The Strategic Partnership “Diversity in the Cultures of Physics” has built a transnational network aimed at improving the gender balance in physics and making physics outreach more gender inclusive. The project initiated and strengthened networks between both transnational partners and scientists of different career stages, aiming to empower young women to pursue a career in physics as an entry to a broad range of professional opportunities.
The participation and achievements of women in physics faces two main obstacles: first, the level of first semester female students in physics is only about 25%. This percentage is maintained throughout university physics training, but does not result in an equal number of women in leading positions in physics since second, a significant drop-out occurs at later and, in particular, senior career stages.
Research findings of gender studies in science, with a particular focus on physics, identify the impact of essentially male-centred professional cultures in physics as obstacles for female progression. However, they also point to the national variations of cultures of physics, and also across physics subfields, with distinct consequences for their gender effects.
Thus, awareness of differences in workplace cultures of physics, reflections on the heterogeneous political and everyday contexts of scientific research, knowledge about equality measures at European universities, and contacts to supportive professional networks were the cornerstones of the project’s goal to provide women and other underrepresented groups in physics with new pathways to realize their career and life plans.
The strategic partnership consisted of six universities: Freie Universität Berlin, Universitat Autònoma de Barcelona, Universitat de Barcelona, the University of Manchester, the University of Sheffield, and Uppsala Universitet.
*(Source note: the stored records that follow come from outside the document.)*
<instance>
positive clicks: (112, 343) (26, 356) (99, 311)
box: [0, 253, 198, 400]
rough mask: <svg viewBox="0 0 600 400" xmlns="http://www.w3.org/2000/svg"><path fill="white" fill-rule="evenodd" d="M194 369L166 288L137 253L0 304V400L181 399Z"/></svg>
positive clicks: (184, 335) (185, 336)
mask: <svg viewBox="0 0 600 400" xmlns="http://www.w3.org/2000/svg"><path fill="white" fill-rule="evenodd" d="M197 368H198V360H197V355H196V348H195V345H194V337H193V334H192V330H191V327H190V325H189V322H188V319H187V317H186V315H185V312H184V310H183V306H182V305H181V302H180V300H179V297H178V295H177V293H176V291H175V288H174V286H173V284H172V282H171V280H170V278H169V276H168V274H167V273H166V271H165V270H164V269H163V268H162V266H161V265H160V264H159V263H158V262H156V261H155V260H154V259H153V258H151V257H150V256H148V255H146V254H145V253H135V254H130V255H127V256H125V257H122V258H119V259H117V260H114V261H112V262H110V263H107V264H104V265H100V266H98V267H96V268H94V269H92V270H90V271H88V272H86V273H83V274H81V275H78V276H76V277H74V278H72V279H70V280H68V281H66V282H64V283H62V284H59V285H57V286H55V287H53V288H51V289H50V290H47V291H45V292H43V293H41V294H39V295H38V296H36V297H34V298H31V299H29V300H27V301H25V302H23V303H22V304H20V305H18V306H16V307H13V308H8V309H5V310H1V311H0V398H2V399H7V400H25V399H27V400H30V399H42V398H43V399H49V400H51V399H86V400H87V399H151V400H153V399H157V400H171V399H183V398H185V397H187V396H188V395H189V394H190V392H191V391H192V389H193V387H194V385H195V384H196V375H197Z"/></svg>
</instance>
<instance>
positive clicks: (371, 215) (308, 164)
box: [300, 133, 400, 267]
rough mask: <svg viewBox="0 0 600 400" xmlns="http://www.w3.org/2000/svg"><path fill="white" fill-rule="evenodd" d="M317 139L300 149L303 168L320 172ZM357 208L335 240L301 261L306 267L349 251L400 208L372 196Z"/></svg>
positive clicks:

Freie Universität Berlin was the coordinator of the project. All partner universities had previously worked to promote women in science, allowing the partnership to build upon extensive expertise in the area of gender equality in physics, sharing the partner’s experiences, learning from each other and spreading best practice.
The collective activities of the Strategic Partnership focused on creating space for young women to consider physics as a field of academic training, to successfully find their place in this field and to encourage them to draw upon the full range of opportunities that exist in the transnational and disciplinary diversity of physics.
To meet these aims, two main lines of action were carried out:
(1) Design, organization and evaluation of a series of European summer schools for female physics students, two of which were held each year between changing pairs of partners. Involved in the implementation of the summer schools were physicists in the physics departments of the hosting universities, regional research institutes, actors from science policy and gender equality policy as well as representatives from women’s networks in physics. Both the specially tailored curriculum, “Diversity in the Cultures of Physics: A European Summer School Curriculum” and the developed teaching material “Lesson Plan Series: Reflections on Gender & Physics” have been published as open access on several web platforms.
(2) Reviewing outreach activities of the partner universities in order to develop gender and diversity sensitive physics outreach. Via mutual visits, representatives from the partner universities observed and participated in local outreach events. The resulting insights were used for a joint comparative reassessment of outreach activities and then communicated beyond the partnership through a flyer “Making physics outreach more gender inclusive” that is available online.
The project resulted in a further expansion of the initial network. Through the partners’ activities different target groups were included, comprising university students, researchers and lecturers, stakeholders at research institutes, and representatives from science administration and gender equality bodies. The project created a number of sustainable collaborations that are expected to extend in the future. In particular, the implementation of the summer school series enhanced the gender awareness of all involved parties, contributing to a higher degree of gender equality in physics. Moreover, the summer schools can function as a model for other scientific disciplines that face similar problems concerning the underrepresentation of women and other minorities in their fields.
The creation of these resources has been (partially) funded by the ERASMUS+ grant program of the European Union under grant no. 2016-1-DE01-KA203-002918. Neither the European Commission nor the project's national funding agency DAAD are responsible for the content or liable for any losses or damage resulting of the use of these resources.